Two members of Congress have asked the Obama administration to remove sensitive security clearance information from Office of Personnel Management computers and put it somewhere safer.

WASHINGTON, DC - JUNE 05:  The Theodore Roosevelt Federal Building that houses the Office of Personnel Management headquarters is shown June 5, 2015 in Washington, DC. U.S. investigators have said that at least four million current and former federal employees might have had their personal information stolen by Chinese hackers.  (Photo by Mark Wilson/Getty Images)
WASHINGTON, DC - JUNE 05: The Theodore Roosevelt Federal Building that houses the Office of Personnel Management headquarters is shown June 5, 2015 in Washington, DC. U.S. investigators have said that at least four million current and former federal employees might have had their personal information stolen by Chinese hackers. (Photo by Mark Wilson/Getty Images) Photo: Mark Wilson/Getty Images

Representatives Ted Lieu, D-Calif., and Steve Russell, R-Okla., have asked the Obama administration to remove sensitive security clearance information from Office of Personnel Management computers and put it somewhere safer.

The congressmen acted in the wake of data breaches at OPM that compromised sensitive information on more than 20 million people who have undergone background checks for security clearances.

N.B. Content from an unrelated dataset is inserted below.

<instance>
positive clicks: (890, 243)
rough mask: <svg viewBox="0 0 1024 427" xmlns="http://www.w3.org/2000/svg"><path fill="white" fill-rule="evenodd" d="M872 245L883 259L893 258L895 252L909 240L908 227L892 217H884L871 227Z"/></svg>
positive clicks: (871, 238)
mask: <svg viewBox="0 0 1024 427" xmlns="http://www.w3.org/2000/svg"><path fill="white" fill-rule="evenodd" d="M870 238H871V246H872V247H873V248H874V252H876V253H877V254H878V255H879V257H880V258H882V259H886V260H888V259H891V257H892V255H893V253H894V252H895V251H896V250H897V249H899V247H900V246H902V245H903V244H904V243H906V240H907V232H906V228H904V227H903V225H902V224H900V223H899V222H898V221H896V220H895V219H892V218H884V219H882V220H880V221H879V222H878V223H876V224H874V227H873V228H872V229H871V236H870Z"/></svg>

“We strongly believe that security clearance data — which has been described as ‘crown jewels’ of our national intelligence — should not be protected by OPM, which is neither an intelligence agency nor a defense organization,” Lieu and Russell wrote in a letter obtained by The Intercept.

Though the administration has been working on revamping the notoriously slow and flawed process of security clearances since 2004, the OPM data breach over the summer brought new concerns over the security of the information from invaders.

In July, President Obama announced a 90-day review of the security clearance process to be conducted by an interagency panel chaired by David Mader, the deputy director of the Office of Management and Budget.

The congressmen — members of the House Oversight and Government Reform Committee — wrote to Mader that they were “shocked to learn” in committee hearings “that for years OPM leadership had ignored warnings from the inspector general of ‘material weakness’ in data security. OPM’s failure to address known vulnerabilities was inexcusable.”

And Lieu and Russell, both former active duty military officers, noted that the matter was a personal concern for them. “We felt the impact of this negligence firsthand,” they wrote.

“We have drafted, and are prepared to offer, legislative authority to accomplish [the] goal” of extracting clearances from OPM, they wrote. In fact, the congressmen have been working on drafting legislation to remove security clearance information from OPM, but have been met with some roadblocks.

Lieu told The Intercept last month that he was facing “funding issues, issues related to capacity … whether an agency wants” to take on the responsibility for the records.